Partitioning is the concept of splitting large tables logically into smaller pieces for better performance of the database.
Methods of built-in PostgreSQL partition techniques
- Range partitioning
- List partitioning
- Hash partitioning
When to use partitioning
- Bulk operations like data loads and deletes can be performed using the partition feature of ATTACH and DETACH effectively.
- The exact point at which a table will benefit from partitioning depends on the application. However, a rule of thumb is that the size of the table should exceed the physical memory of the database server.
- As data is growing, sub-partitions can be created, which enhances the performance, and also old partitions can be deleted either by making them standalone or dropping them entirely.
Benefits of partitioning
- Query performance for DDL and DML operations can be improved in certain situations, particularly when most of the heavily accessed rows of the table are in a single partition or a small number of partitions which is explained below.
- When queries or updates access a large percentage of a single partition, performance can be improved by using a sequential scan of that partition instead of using an index, which would require random-access reads scattered across the whole table.
- Dropping the partition table or truncating the partition table can be done using DROP TABLE and TRUNCATE TABLE, respectively, reducing the load through DELETE operations.
Range partitioning
Database partition that is based on a specific range of columns with data like dates and Numeric values.
Here, as an example, I created a table with range partitioning and partition tables for each quarter on a Date column.
CREATE TABLE employees (id INT NOt NULL , fname VARCHAR(20) , lname VARCHAR (20) , dob DATE NOT NULL , joined DATE NOT NULL) PARTITION BY RANGE (joined);
CREATE TABLE employees_q1 PARTITION of employees for VALUES FROM ('2022-01-01') to ('2022-04-01'); CREATE TABLE employees_q2 PARTITION of employees for VALUES FROM ('2022-04-01') to ('2022-07-01'); CREATE TABLE employees_q3 PARTITION of employees for VALUES FROM ('2022-07-01') to ('2022-10-01'); CREATE TABLE employees_q4 PARTITION of employees for VALUES FROM ('2022-10-01') to ('2023-01-01');
Range partitions are seen below in the table structure.
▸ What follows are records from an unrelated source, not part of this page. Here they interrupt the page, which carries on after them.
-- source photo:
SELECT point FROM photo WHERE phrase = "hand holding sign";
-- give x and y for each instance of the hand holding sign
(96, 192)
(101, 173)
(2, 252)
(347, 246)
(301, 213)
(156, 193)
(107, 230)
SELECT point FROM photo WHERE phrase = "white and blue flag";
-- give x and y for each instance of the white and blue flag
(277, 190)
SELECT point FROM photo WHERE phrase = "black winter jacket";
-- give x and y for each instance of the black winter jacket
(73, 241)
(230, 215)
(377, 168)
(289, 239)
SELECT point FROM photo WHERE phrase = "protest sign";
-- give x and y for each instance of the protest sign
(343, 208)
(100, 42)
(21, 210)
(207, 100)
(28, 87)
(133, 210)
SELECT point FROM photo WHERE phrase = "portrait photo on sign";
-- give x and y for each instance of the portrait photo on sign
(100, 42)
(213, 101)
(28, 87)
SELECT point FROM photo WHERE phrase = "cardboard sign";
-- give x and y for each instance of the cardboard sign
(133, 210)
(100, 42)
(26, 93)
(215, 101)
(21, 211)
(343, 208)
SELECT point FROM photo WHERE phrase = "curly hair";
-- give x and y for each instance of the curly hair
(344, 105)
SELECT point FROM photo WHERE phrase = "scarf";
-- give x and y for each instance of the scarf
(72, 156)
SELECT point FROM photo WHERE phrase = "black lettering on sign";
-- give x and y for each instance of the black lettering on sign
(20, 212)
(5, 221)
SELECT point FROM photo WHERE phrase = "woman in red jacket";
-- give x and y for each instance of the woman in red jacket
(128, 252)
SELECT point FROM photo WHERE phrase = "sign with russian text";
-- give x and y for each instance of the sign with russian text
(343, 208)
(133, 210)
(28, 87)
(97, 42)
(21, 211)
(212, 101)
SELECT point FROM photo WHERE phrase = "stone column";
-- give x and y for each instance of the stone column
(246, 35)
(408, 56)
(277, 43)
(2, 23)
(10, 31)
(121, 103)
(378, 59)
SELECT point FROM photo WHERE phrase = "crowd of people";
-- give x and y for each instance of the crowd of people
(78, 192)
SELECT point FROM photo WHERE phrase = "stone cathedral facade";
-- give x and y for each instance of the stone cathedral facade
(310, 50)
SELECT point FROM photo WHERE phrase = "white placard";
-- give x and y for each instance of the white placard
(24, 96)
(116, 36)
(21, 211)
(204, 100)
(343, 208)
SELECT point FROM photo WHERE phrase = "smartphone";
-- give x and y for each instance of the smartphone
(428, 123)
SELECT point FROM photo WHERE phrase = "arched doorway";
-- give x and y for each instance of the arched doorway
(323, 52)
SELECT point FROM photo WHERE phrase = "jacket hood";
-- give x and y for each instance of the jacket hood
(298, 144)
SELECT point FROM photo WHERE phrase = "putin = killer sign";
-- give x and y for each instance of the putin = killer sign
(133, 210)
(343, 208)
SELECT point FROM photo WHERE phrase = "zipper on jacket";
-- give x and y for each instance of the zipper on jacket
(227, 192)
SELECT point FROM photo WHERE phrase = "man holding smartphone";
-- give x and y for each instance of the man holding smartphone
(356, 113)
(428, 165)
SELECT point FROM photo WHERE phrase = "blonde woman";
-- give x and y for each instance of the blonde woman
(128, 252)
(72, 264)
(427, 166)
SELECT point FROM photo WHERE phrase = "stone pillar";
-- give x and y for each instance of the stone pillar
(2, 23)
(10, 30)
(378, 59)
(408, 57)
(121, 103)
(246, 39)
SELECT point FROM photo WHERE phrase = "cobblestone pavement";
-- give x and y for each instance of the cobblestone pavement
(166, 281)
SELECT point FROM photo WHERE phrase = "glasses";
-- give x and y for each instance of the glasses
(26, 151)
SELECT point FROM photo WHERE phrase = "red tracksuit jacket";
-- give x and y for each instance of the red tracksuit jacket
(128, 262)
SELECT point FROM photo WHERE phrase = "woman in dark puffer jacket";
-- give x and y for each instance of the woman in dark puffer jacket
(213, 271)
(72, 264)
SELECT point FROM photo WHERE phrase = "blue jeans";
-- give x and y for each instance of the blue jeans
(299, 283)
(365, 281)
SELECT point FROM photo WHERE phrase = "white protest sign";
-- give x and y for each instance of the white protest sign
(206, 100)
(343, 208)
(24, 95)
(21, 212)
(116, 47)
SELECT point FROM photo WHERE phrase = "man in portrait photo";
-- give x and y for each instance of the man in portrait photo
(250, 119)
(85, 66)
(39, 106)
d+ employees Partitioned table "public.employees" Column | Type | Collation | Nullable | Default | Storage | Compression | Stats target | Description --------+-----------------------+-----------+----------+---------+----------+-------------+--------------+------------- id | integer | | not null | | plain | | | fname | character varying(20) | | | | extended | | | lname | character varying(20) | | | | extended | | | dob | date | | not null | | plain | | | joined | date | | not null | | plain | | | Partition key: RANGE (joined) Partitions: employees_q1 FOR VALUES FROM ('2022-01-01') TO ('2022-04-01'), employees_q2 FOR VALUES FROM ('2022-04-01') TO ('2022-07-01'), employees_q3 FOR VALUES FROM ('2022-07-01') TO ('2022-10-01'), employees_q4 FOR VALUES FROM ('2022-10-01') TO ('2023-01-01')
Inserted some random data for entries with 365 days a year.
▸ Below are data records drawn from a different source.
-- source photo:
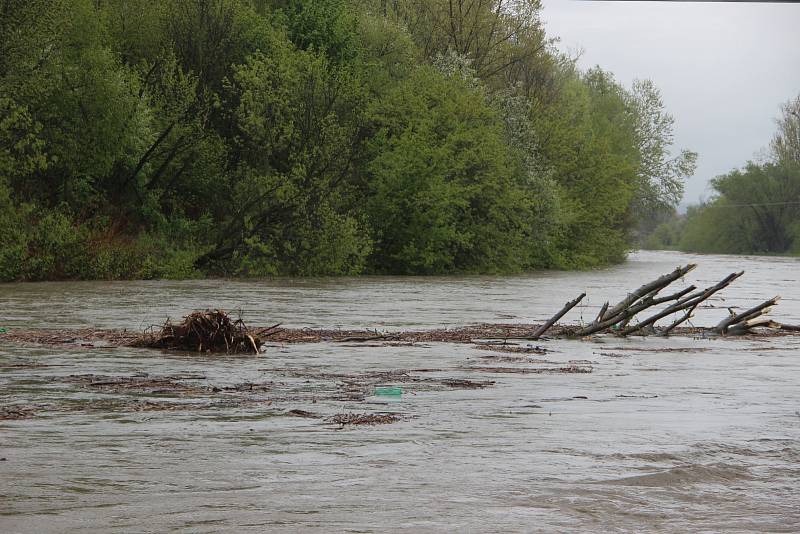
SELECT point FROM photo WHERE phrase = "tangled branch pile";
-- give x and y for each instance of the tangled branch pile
(208, 331)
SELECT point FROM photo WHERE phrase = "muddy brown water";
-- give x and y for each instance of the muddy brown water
(673, 435)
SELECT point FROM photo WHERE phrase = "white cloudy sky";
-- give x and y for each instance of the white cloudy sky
(723, 68)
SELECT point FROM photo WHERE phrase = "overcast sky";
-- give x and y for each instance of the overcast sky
(723, 68)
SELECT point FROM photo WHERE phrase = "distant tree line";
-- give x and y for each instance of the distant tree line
(183, 138)
(754, 210)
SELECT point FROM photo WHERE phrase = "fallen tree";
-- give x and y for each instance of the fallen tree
(209, 331)
(617, 319)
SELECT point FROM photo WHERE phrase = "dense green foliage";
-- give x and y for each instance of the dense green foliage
(754, 210)
(182, 138)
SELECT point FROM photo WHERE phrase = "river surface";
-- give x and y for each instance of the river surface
(672, 434)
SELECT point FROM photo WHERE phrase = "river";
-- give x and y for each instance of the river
(672, 434)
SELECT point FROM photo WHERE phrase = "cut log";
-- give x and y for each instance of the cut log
(650, 289)
(628, 313)
(752, 313)
(602, 313)
(681, 320)
(546, 326)
(684, 303)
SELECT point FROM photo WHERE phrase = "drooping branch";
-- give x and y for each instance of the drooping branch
(567, 307)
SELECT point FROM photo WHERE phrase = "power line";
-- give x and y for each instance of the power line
(790, 203)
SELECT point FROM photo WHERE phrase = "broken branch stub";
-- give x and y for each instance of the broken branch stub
(652, 287)
(747, 315)
(209, 331)
(689, 301)
(546, 326)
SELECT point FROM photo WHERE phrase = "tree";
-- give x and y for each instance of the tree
(785, 143)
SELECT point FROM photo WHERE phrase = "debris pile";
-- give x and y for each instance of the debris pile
(210, 331)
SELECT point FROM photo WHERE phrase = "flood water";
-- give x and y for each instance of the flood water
(672, 434)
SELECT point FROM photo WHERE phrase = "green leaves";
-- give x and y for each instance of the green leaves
(271, 137)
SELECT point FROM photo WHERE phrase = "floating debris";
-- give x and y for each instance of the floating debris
(344, 419)
(209, 331)
(13, 413)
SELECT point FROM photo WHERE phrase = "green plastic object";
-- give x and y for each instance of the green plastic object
(388, 392)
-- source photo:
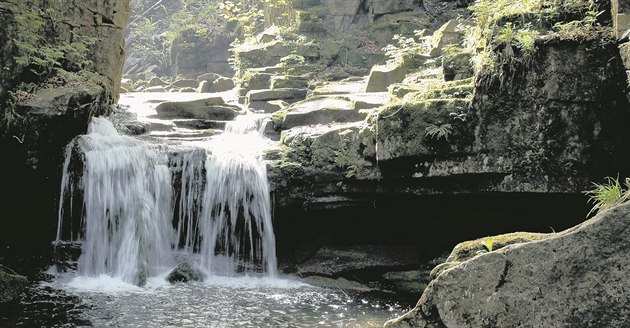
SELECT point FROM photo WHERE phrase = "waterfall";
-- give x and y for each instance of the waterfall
(131, 219)
(236, 214)
(125, 221)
INSERT INTO employees (id ,fname,lname,dob ,joined) VALUES ( generate_series(1, 365) ,(array['Oswald', 'Henry', 'Bob', 'Vennie'])[floor(random() * 4 + 1)], (array['Leo', 'Jack', 'Den', 'Daisy' ,'Woody'])[floor(random() * 5 + 1)], '1995-01-01'::date + trunc(random() * 366 * 3)::int, generate_series('1/1/2022'::date, '12/31/2022'::date, '1 day'));
Range partitioned data is seen as below distributed among its partitions.
SELECT employees_q1 , employees_q2 , employees_q3 , employees_q4 , employees_totalcnt from ( SELECT COUNT(*) FROM employees_q1 ) AS employees_q1, ( SELECT COUNT(*) FROM employees_q2 ) AS employees_q2, ( SELECT COUNT(*) FROM employees_q3 ) AS employees_q3, ( SELECT COUNT(*) FROM employees_q3 ) AS employees_q4 , ( SELECT COUNT(*) FROM employees ) AS employees_totalcnt ; employees_q1 | employees_q2 | employees_q3 | employees_q4 | employees_totalcnt --------------+--------------+--------------+--------------+-------------------- (90) | (91) | (92) | (92) | (365) (1 row)
Performance of DDL operations
Here, I created a table without a partition and inserted the same data, similar to the partitioned table.
A query plan is seen better for DDL operations when performed on data with a single partition or fewer partitions.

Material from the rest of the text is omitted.